Após o fim da Guerra Fria, a Hungria e a Roménia aderiram à NATO (em 1999 e 2004, respetivamente), o que ajudou a conter o conflito num quadro diplomático. No entanto, subsistem divergências sobre os direitos das minorias, o ensino da língua húngara e a autonomia local. que agravam periodicamente as relações bilaterais. Embora não tenha havido confronto militar, o incidente mostra como a OTAN pode estabilizar rivalidades históricas sem resolver sozinha conflitos de identidade profundos.
Sanções dos EUA à Turquia
Os Estados Unidos também tiveram sérias disputas com Ancara; Na verdade, Türkiye tornou-se o aliado mais comum neste contexto. Entre 2017 e 2019, durante o primeiro mandato de Donald Trump, cresceu a desconfiança entre ambos os parceiros atlânticos, e tudo começou com Compra por Ancara de sistemas de defesa aérea russos S-400algo sem precedentes para um membro-chave da OTAN. Washington argumentou que o sistema era incompatível com a tecnologia aliada e colocava em risco informações confidenciais, especialmente do caça F-35.
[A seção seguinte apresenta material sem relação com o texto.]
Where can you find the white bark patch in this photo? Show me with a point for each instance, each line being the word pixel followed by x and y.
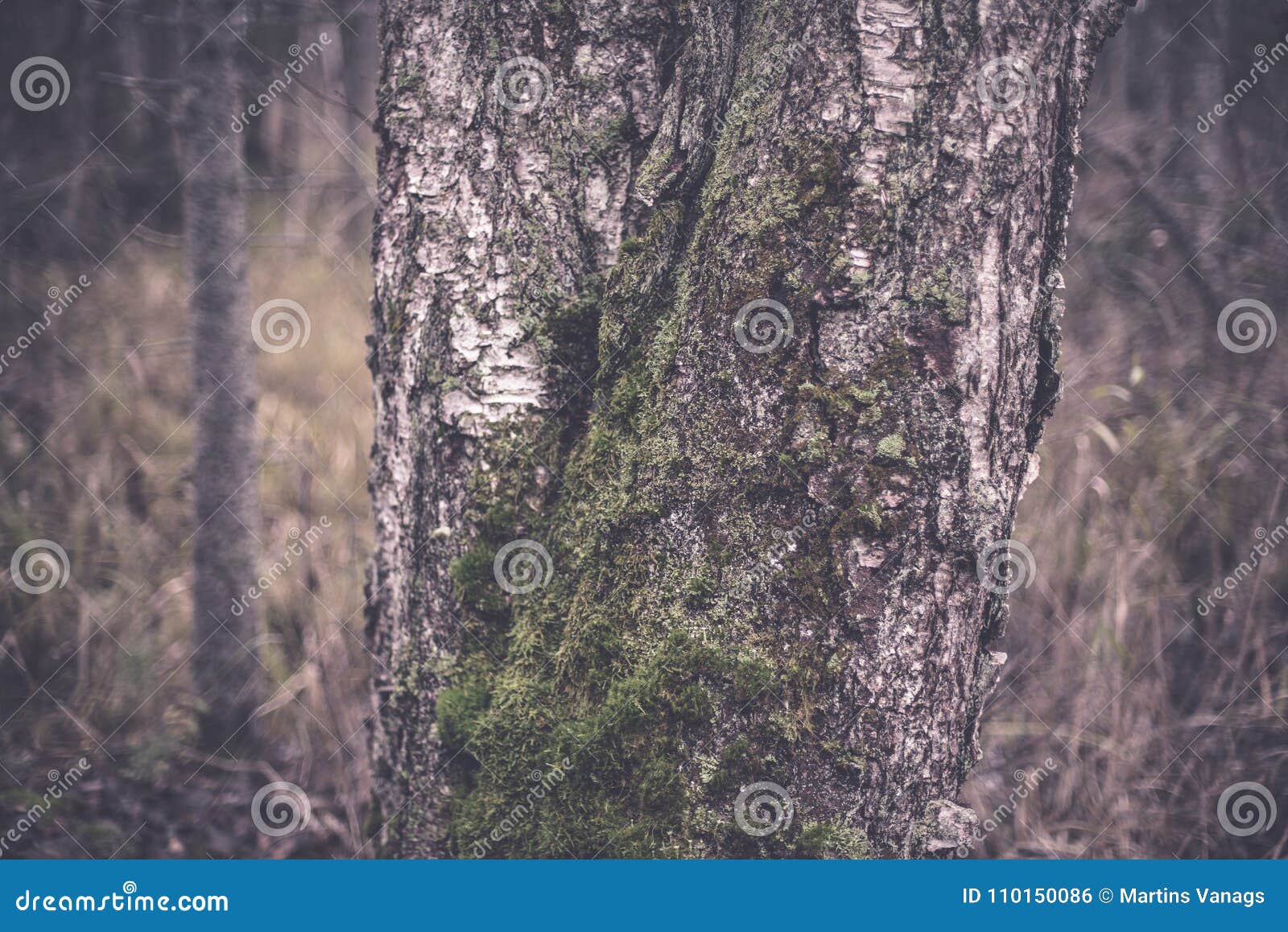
pixel 890 83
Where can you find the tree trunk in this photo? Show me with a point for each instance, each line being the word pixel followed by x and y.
pixel 712 348
pixel 227 674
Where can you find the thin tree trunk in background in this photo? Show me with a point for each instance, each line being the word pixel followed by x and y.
pixel 227 674
pixel 712 350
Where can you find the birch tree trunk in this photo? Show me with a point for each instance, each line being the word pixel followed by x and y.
pixel 227 674
pixel 712 347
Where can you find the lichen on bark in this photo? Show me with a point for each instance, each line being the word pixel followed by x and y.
pixel 762 563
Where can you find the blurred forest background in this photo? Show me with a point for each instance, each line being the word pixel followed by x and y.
pixel 1161 465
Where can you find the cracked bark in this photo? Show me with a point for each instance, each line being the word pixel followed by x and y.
pixel 763 564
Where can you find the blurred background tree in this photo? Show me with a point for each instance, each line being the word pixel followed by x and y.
pixel 1159 465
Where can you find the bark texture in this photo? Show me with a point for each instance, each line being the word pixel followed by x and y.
pixel 642 546
pixel 227 674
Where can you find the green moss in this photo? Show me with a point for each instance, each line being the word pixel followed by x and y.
pixel 890 447
pixel 459 712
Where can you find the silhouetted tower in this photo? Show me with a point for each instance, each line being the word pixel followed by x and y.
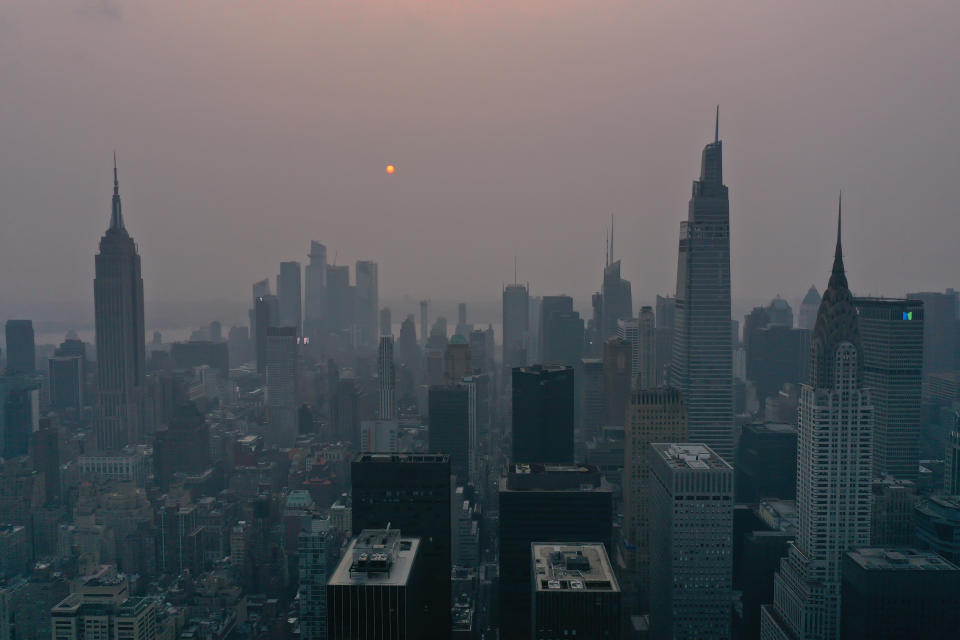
pixel 702 347
pixel 834 472
pixel 121 342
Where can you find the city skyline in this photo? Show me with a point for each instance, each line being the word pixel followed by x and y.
pixel 333 196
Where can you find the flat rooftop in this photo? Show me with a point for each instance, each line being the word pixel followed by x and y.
pixel 900 558
pixel 385 458
pixel 377 557
pixel 690 456
pixel 572 566
pixel 553 477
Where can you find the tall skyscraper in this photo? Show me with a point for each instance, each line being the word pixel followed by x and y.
pixel 575 592
pixel 549 307
pixel 289 294
pixel 516 322
pixel 21 348
pixel 121 340
pixel 457 359
pixel 376 592
pixel 646 352
pixel 266 312
pixel 540 503
pixel 617 376
pixel 66 382
pixel 951 471
pixel 386 322
pixel 691 543
pixel 543 414
pixel 589 385
pixel 368 303
pixel 808 309
pixel 340 311
pixel 449 416
pixel 617 302
pixel 424 327
pixel 939 329
pixel 315 291
pixel 892 336
pixel 655 415
pixel 314 553
pixel 702 346
pixel 834 471
pixel 412 493
pixel 894 593
pixel 561 332
pixel 281 387
pixel 387 379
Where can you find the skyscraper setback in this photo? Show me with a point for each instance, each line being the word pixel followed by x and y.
pixel 702 345
pixel 121 343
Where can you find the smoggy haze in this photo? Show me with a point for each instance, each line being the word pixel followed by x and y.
pixel 246 128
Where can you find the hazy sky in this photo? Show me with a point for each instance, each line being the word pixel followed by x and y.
pixel 246 128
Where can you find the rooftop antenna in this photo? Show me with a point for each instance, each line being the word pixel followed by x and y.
pixel 611 237
pixel 716 129
pixel 606 248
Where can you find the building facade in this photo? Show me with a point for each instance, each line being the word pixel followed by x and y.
pixel 691 543
pixel 120 335
pixel 543 414
pixel 655 415
pixel 702 346
pixel 834 473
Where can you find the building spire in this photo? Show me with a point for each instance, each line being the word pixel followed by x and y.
pixel 838 276
pixel 611 238
pixel 116 215
pixel 716 126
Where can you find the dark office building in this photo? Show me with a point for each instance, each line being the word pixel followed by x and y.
pixel 184 446
pixel 940 329
pixel 776 354
pixel 758 561
pixel 376 591
pixel 266 310
pixel 549 306
pixel 187 355
pixel 449 431
pixel 45 452
pixel 66 382
pixel 412 493
pixel 516 324
pixel 617 367
pixel 891 332
pixel 896 593
pixel 21 348
pixel 565 339
pixel 766 462
pixel 538 504
pixel 340 299
pixel 617 303
pixel 20 416
pixel 575 592
pixel 543 412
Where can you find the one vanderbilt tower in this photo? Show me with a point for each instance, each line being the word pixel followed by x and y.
pixel 121 343
pixel 702 345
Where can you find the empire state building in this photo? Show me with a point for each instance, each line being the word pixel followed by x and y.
pixel 121 342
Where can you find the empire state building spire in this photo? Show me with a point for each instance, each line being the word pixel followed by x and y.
pixel 116 215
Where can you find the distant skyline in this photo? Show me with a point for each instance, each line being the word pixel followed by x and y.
pixel 246 129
Casa Branca Decidiu então impor sanções à Turquia e excluiu-a do programa F-35. porque acreditava que se aproximava de Moscovo, rival sistémico da NATO e inimigo histórico dos Estados Unidos, que, aliás, nessa altura, por exemplo, já tinha anexado ilegalmente a Península da Crimeia e já insinuava a sua vontade de colidir frontalmente com o objectivo de permanecer na Aliança Atlântica.
Já em 2020, a França teve outro ponto de atrito com o governo de Recep Tayyip Erdogan. O desenvolvimento da costa de Chipre por Ancara durante a década de 2010, à custa dos recursos naturais, causou novamente tensões e, em 2020, estes movimentos Paris acusou um aliado de atacar um navio de bandeira francesa com radar. O governo francês considerou isto um “ato hostil” e a NATO teve de intervir como mediador, embora as tensões não tenham atingido níveis militares.
Portanto, Trump não está realmente a abrir a proibição da Gronelândia, mas pode tornar esta a tensão mais premente da história entre os dois aliados. Deixe-os falar sobre isso, como foi feito em Washington, “anexação” ou abertura da possibilidade de uso do Exército e dimensionamento do contexto mais do que nunca, embora Washington tenha agora baixado o seu tom. Entretanto, a OTAN, enquanto organização, só pode actuar como mediadora, mas nunca intervir se o conflito se revelar total.